Les 20 premières minutes du film sont étonnantes, on nous présente pas les personnages principaux, ou du moins ils sont silencieux et sont vu à travers le prisme du juge et des avocats. Alors oui, on pourra me dire que le but rechercher est justement de montrer l'effroi qui s’abat sur ses personnages, mais moi ça m'ennuie fortement, et c'est froid autant la forme que le fond. C'est bien le côté froid qui ressort de ce film, j'irais même jusqu'à dire l’oppression totale, le réalisateur a une vrai patte, il n'utilise aucune musique(d'ailleurs quand le générique survient, on est surpris de voir défiler les mentions sans aucun sons) ce qui a pour effet de rendre le film tendu, et il fait des plans de caméra vraiment oppressant. Je ne suis pas vraiment contre l’oppression qui permet de nous immerger dans un film, mais là, c'est raté, les personnages sont froids, et ne parlent pas beaucoup. Le seul point fort du film est qu'on ressent cette tension perpétuelle, cette difficulté à affronter le poids d'un divorce. Mais bon en plus quand on apprend le climax du film [spoiler][ que le père est violent/spoiler] ça casse pour moi les enjeux du film, ça fait trop manichéen, donc forcément il y a moins de subtilité qui peut en ressortir. Une grosse déception, parce que certaines scènes oppressives sont si belles, je pense au père qui pleure dans la voiture, le fils qui a peur. Concernant les acteurs, Léa Drucker est super, mais on la voie trop peu. Mathilde Auneveux est dans une sous intrigue trop peu exploité. Thomas Gioria est très bon , même si il parle très peu et Denis Ménochet est très émouvant, du moins pendant la première moitié du film. Mais le problème est justement que en ayant une froideur aussi exacerbé, l'alchimie entre les personnages est peu présente, et on attend juste de savoir au fond qui du père ou de la mère ou des deux est le personnage le plus détestable du film, c'est bien maigre comme enjeux cinématographique.

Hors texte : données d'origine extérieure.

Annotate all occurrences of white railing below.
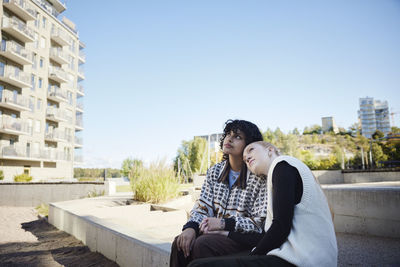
[50,27,69,42]
[47,85,68,100]
[46,106,68,120]
[1,40,32,62]
[50,47,68,61]
[45,128,67,140]
[3,0,36,18]
[3,16,34,39]
[49,66,68,81]
[0,114,29,134]
[0,65,30,84]
[0,89,28,108]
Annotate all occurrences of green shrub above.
[14,173,32,183]
[131,161,179,203]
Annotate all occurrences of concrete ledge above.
[322,182,400,238]
[0,182,109,207]
[49,197,187,267]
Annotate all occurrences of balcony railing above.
[46,106,68,122]
[0,39,32,65]
[49,66,68,83]
[3,16,35,42]
[0,114,29,135]
[75,118,83,129]
[0,65,31,88]
[77,84,85,96]
[50,47,68,64]
[44,128,67,142]
[47,85,68,102]
[75,136,83,146]
[0,89,30,111]
[50,27,69,46]
[79,50,86,62]
[76,102,84,111]
[3,0,36,20]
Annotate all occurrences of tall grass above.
[131,160,179,203]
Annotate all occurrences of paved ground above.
[0,207,118,267]
[0,207,400,266]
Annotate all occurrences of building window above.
[36,98,42,110]
[31,74,35,91]
[32,53,37,69]
[29,96,35,112]
[40,36,46,48]
[34,32,39,49]
[35,121,40,133]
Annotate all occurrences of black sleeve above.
[250,161,303,255]
[228,231,264,249]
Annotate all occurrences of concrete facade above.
[0,182,104,207]
[0,0,85,181]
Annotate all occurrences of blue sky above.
[64,0,400,168]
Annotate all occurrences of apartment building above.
[0,0,85,181]
[321,117,339,133]
[358,97,390,138]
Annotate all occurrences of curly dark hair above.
[219,120,263,188]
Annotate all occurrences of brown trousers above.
[169,234,248,267]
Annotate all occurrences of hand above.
[200,217,225,233]
[176,228,196,258]
[205,231,229,236]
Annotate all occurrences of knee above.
[192,235,215,259]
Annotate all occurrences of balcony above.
[0,40,33,65]
[0,114,29,135]
[49,66,68,83]
[76,84,85,97]
[46,106,68,122]
[47,85,68,103]
[78,66,85,80]
[44,128,67,142]
[0,90,30,111]
[78,50,86,64]
[74,136,83,148]
[75,118,83,131]
[50,47,68,65]
[2,16,35,43]
[0,144,41,161]
[50,27,69,46]
[3,0,36,21]
[76,102,83,113]
[0,65,31,88]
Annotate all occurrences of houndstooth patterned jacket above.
[183,161,267,233]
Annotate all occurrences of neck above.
[229,155,243,172]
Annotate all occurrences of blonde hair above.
[253,141,281,156]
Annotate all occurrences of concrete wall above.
[0,182,105,207]
[343,171,400,184]
[312,170,344,184]
[322,184,400,238]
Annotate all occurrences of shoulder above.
[207,160,226,179]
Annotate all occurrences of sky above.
[61,0,400,168]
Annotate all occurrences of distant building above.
[195,133,223,152]
[358,97,390,138]
[322,117,339,133]
[0,0,85,181]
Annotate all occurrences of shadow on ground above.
[0,220,118,267]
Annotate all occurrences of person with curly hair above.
[170,120,267,267]
[189,142,338,267]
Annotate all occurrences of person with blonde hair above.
[190,141,338,267]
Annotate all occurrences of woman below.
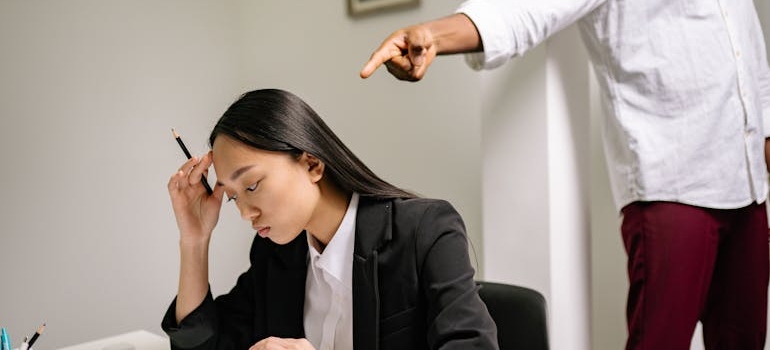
[162,89,497,350]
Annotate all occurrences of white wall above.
[0,0,482,349]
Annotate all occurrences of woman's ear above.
[300,152,324,182]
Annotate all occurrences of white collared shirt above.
[457,0,770,209]
[304,193,358,350]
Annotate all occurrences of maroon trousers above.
[621,202,769,350]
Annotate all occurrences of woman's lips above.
[254,226,270,238]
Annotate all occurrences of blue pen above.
[0,327,11,350]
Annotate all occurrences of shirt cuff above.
[455,0,515,70]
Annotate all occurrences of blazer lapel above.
[353,196,393,350]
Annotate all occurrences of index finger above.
[360,32,406,79]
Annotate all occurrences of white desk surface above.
[59,330,170,350]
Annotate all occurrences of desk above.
[59,331,170,350]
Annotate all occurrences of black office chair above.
[476,281,548,350]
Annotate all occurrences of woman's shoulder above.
[359,197,456,215]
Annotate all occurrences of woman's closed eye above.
[227,181,259,202]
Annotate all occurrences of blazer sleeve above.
[161,245,257,350]
[416,201,498,350]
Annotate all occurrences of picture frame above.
[347,0,420,17]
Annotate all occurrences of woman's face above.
[212,135,323,244]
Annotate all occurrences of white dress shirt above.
[457,0,770,209]
[304,193,358,350]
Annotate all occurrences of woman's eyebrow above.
[217,165,255,186]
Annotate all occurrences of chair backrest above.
[476,281,548,350]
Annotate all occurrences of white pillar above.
[482,26,591,350]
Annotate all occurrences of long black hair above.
[209,89,417,198]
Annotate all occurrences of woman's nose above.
[238,202,259,221]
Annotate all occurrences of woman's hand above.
[249,337,315,350]
[168,152,224,242]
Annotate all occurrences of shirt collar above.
[307,193,358,287]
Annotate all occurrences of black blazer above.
[162,196,498,350]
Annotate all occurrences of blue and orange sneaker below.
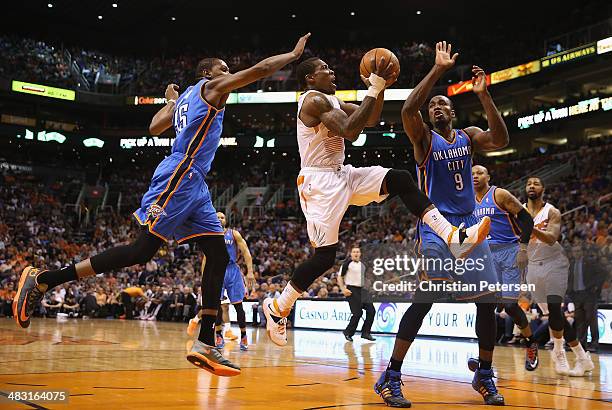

Ce que j’aime dans le cinéma c’est l’évasion, l’aventure, le rêve. C’est pour cela qu’en temps normal j’ai du mal avec les films très « quotidien » très en rapport avec des situations sociales « banales » ou très terre à terre. Jusqu’à la garde est l’exception qui confirme la règle car c’est un film fait avec un grand talent et une grande maitrise. C’est un pur thriller qui se déroule dans une cellule familiale qui a explosé et ou le père devient un véritable ennemi. La tension est incroyable dès la première scène du jugement et j’ai été mal à l’aise du début à la fin avec en plus une graduation dans cette tension. Les trois acteurs principaux (les deux parents et le jeune garçon) sont formidables. Léa Drucker toute en retenue dégage une force intérieure qui menace de s’écrouler au fur et à mesure des attaques du personnage du trop rare Denis Menochet. Le César du meilleur film est amplement mérité.
Un film extrêmement touchant qui malheureusement montre une réalité certainement beaucoup plus présente que ce que l'on croit. Cet homme est littéralement l'incarnation du diable, cela donne presque envie de devenir féministe extrémiste. C'est un film certes mais je crois malheureusement qu'il y a énormément de cas comme ça.
Film bouleversant, plein d'émotions et de larmes à la fin ... Lea Drucker unique et magistrale, comme tous les autres personnages joués à merveille. Je suis resté scotché les larmes aux yeux. Film réussi, j'ai adoré la réalisation et les plans ( Première séquence ). Chef œuvre.